According to T-Mobile, the combined company will operate under its name and will trade on the NASDAQ under the ticker symbol TMUS. Under the deal, the combined company will be given access to high-band and low-band spectrums, which will allow it to immediately offer 5G services as part of the national rollout.

As part of the agreement, T-Mobile chief executive officer, John Legere, will be stepping down from his position effective immediately. Legere will remain with the company as part of the combined entity's board of directors. He will be replaced by T-Mobile's current president, Mike Sievert.

Following the announcement of the completed merger, T-Mobile's share prices surged by more than 2.34 percent on Wednesday.  

The long-planned merger was met with legal and regulatory roadblocks as some had argued that a merger would be anticompetitive. The Federal Communications Commission had already signed off on the massive deal back in October of last year. FCC chairman, Ajit Pai, openly promoted the merger, stating that it would bolster the US' 5G capabilities.  

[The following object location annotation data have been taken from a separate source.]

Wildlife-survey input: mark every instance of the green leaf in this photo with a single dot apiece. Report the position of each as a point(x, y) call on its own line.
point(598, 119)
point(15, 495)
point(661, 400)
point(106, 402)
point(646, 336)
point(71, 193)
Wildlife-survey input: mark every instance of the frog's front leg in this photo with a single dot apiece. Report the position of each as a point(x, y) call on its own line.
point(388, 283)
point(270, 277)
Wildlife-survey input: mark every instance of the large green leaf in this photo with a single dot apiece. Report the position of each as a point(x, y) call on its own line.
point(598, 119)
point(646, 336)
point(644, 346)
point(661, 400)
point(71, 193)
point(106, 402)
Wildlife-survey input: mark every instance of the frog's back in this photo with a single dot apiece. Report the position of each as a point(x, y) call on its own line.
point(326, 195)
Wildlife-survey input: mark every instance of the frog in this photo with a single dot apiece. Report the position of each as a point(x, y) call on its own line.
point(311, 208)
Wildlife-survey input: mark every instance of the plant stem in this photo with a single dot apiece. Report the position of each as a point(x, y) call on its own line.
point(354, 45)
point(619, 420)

In February, a federal judge had sided with T-Mobile, rejecting claims by a group of US states that the transaction would result in raised prices and that it violates current antitrust laws. T-Mobile repeatedly denied the claims stating that the merger would result in better services and lower prices for its consumers. After receiving federal approval, the deal was allowed to proceed even without a final decision from the California Public Utilities Commission.

The agency did issue a proposed decision to approve the transaction in March with some conditions. The CPUC is expected to make a final decision on the matter on April 16, but that will apparently no longer be necessary. However, both T-Mobile and Sprint announced that they will abide by any provisions set by the CPUC.

On the same day as T-Mobile's announcement, a federal judge in Washington had given court approval to the Justice Department's decision to green-light the transaction. As part of the approval, the combined companies were required to sell off some of their assets to Dish Network, making the latter the fourth-largest wireless provider.